紀伊。海草郡の日前國懸両神宮(鎌倉時代から)、伊都郡の隅田八幡神社、同郡天野の丹生都比賣神社に後村上天皇御奉納の法華経と宸翰の御寄進状あり、旧社家丹生氏にも伝わる。那賀郡の若一王子神社には宮座に関する黒箱古文書というものが伝わる。熊野山には那智に多い。那智夫須美神社(平安時代から)、新宮の熊野早(速?)玉神社(鎌倉時代から)、本宮にはすでに江戸時代からほとんど伝わっていなかった。各王子の社にもこれといった古文書はない。
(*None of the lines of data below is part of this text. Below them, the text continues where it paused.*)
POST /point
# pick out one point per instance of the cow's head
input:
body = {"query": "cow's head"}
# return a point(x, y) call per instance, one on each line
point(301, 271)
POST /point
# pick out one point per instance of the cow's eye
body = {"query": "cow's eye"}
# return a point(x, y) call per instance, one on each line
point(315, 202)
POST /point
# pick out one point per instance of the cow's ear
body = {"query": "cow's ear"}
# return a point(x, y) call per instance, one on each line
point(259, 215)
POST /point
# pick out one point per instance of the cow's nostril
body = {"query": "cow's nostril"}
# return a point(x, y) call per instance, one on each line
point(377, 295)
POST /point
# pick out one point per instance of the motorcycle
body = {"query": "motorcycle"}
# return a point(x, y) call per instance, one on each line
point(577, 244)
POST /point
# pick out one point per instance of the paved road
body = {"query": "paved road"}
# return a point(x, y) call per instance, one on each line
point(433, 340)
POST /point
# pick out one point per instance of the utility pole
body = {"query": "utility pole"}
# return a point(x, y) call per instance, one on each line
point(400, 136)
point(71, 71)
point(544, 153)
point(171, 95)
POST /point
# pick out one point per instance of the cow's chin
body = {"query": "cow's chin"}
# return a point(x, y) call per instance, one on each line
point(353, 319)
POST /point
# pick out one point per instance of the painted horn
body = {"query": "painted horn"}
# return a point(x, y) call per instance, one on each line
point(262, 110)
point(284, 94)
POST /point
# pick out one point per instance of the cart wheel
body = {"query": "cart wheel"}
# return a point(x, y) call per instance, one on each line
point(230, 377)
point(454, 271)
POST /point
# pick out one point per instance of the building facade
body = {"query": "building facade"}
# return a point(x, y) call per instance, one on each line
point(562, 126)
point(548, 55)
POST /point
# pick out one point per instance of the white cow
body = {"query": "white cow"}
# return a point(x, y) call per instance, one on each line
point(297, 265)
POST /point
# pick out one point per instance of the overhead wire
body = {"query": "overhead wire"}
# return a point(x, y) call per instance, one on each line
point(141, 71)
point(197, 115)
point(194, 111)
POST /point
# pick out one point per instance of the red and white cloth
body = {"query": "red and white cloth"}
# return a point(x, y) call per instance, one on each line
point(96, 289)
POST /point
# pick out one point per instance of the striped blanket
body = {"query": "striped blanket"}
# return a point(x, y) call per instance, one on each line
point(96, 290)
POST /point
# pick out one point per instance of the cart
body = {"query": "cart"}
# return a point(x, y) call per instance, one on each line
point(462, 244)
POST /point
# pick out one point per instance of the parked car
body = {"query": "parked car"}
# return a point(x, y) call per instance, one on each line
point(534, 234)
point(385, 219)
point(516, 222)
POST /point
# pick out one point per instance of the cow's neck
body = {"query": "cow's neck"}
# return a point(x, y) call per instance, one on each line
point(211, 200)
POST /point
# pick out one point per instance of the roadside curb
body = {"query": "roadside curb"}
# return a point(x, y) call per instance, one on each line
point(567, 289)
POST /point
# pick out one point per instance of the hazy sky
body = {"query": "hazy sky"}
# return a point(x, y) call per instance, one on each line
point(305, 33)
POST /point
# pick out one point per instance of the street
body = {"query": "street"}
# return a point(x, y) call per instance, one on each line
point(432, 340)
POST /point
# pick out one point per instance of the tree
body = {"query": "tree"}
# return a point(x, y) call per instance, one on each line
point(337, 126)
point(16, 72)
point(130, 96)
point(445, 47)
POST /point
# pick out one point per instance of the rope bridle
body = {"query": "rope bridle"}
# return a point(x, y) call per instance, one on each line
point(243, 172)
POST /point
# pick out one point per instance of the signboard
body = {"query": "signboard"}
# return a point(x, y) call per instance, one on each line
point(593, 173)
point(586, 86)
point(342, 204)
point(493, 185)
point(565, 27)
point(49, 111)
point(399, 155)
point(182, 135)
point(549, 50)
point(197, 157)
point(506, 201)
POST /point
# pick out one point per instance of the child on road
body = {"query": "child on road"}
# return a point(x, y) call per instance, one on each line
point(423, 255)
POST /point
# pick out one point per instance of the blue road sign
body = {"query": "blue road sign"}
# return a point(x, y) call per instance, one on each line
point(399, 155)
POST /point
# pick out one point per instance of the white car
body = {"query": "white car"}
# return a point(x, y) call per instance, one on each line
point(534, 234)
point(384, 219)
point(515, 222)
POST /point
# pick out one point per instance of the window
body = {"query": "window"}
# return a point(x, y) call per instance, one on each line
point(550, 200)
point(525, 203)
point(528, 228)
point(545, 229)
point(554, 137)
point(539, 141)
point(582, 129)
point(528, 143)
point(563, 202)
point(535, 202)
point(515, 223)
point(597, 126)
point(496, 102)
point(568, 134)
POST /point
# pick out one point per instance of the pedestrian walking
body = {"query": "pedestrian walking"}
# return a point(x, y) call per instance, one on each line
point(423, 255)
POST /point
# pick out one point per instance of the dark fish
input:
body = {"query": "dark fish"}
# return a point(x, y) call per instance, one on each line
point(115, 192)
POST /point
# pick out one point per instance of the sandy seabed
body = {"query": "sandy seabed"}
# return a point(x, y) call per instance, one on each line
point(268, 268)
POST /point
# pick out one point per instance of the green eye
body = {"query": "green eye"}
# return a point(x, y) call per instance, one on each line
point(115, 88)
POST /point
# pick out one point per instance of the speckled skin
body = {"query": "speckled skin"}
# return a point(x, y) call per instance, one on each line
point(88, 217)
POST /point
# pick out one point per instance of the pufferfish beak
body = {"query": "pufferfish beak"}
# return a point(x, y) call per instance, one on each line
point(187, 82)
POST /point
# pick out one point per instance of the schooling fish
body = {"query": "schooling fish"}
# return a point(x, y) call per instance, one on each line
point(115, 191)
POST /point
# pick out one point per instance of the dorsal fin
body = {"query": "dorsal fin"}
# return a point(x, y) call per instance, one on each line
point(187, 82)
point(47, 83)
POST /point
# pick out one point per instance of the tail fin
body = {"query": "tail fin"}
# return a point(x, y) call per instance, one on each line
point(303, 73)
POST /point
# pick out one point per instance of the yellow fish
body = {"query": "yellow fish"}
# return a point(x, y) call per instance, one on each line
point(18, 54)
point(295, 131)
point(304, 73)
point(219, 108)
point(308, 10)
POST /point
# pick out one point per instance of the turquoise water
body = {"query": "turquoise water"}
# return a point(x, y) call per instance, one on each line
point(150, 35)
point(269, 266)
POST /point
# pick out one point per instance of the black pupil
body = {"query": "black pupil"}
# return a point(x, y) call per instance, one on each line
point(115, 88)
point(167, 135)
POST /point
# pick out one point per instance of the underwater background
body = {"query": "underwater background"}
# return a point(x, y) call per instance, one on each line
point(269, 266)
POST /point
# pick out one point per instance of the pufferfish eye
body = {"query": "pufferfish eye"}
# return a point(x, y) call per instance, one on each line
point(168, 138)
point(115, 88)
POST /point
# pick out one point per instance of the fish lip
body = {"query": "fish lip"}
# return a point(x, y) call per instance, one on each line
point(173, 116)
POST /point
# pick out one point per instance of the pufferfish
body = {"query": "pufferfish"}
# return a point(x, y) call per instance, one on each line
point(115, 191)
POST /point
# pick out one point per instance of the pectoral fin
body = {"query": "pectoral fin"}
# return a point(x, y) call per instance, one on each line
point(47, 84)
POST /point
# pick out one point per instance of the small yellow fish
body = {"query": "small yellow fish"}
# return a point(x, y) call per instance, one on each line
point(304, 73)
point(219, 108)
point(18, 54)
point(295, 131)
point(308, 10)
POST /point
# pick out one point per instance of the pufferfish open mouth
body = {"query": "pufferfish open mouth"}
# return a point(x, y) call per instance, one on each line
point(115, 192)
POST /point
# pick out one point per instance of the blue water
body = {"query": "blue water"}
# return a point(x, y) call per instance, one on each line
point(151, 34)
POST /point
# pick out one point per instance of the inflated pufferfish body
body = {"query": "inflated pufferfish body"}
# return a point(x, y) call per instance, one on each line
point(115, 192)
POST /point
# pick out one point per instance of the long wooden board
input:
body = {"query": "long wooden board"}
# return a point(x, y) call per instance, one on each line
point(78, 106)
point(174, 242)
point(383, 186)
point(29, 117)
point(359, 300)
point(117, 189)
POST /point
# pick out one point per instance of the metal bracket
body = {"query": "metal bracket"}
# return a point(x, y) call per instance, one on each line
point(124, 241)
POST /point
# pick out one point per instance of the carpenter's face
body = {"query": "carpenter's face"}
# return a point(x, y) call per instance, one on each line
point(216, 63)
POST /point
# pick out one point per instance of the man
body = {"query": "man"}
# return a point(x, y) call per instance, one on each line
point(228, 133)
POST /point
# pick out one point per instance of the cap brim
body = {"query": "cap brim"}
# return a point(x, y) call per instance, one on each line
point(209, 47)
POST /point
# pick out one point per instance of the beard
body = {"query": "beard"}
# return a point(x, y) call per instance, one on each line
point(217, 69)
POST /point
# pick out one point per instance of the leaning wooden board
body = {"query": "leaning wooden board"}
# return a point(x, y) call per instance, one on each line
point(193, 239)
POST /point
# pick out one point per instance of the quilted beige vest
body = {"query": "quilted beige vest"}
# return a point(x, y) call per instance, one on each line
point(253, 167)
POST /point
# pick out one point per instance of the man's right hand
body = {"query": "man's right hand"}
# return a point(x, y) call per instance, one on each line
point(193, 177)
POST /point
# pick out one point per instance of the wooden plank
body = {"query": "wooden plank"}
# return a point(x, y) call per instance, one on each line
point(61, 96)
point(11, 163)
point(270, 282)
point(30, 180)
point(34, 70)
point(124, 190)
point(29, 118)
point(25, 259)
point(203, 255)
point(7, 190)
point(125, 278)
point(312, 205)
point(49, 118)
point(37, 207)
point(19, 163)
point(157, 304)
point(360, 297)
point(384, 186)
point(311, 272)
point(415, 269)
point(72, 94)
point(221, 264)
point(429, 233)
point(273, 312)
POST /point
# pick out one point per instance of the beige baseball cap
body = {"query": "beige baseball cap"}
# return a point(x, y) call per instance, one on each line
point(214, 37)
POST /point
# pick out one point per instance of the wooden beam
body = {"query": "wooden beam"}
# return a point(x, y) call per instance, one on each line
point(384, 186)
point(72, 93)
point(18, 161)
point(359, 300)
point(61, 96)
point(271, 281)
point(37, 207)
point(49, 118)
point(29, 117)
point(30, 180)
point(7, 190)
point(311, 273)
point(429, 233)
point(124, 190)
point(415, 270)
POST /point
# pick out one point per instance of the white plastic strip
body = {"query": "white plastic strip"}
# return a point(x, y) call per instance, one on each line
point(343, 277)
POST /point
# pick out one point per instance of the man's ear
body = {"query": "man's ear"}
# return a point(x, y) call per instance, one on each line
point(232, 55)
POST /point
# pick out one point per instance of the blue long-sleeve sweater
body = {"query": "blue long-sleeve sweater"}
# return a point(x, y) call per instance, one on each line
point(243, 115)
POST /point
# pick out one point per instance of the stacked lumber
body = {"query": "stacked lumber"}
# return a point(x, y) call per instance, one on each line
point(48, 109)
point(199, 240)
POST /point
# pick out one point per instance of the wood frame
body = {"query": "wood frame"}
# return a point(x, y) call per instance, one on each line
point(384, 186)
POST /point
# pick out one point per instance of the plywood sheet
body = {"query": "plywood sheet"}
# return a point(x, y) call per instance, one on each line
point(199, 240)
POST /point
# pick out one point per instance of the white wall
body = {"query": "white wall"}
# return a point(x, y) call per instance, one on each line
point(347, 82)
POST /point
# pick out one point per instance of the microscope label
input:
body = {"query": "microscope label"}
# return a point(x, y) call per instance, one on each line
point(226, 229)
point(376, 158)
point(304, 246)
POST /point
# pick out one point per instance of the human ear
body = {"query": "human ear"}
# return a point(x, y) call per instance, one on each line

寺院においては、高野山金剛峯寺に極めて多数伝わっている。寶簡集54巻、續寶簡集75巻、又續寶簡集143巻に総通数3,501通が収められている。平安時代末期以来の古文書で、東寺・東大寺とならぶものといえる。金剛三昧院をはじめ、山内各子院寶壽院、正智院、五坊寂静院、高室院、持明院、寶城院、清浄心院、西南院、安養院、蓮華定院、西門院、櫻池院、成慶院などに多数の古文書が伝わっている。諸国豪族の宿坊證文などが多く地方史を研究する上で重要。粉河寺、大塔宮護良親王の令旨あり、寺中小池坊に多くある。根来寺には少ない。海草郡歓喜寺には鎌倉時代以来の接待所に関する古文書を多数伝えている。海草郡の禅林寺、有田郡の施無畏寺に開山明恵上人に関するもの、日高郡由良の興国寺に開祖心地覚心に関するもの、同郡矢田村の道成寺には多く伝わっていない。
阿波。那珂郡の八鋒神社(平安時代末期のもの)、寺院は聞こえるものがない。
伊予。大三島神社には武具が伝わるが、古文書は伝わらなかった。越智郡の国分寺、周桑郡の観念寺、温泉郡河野村の善應寺、同郡長隆寺。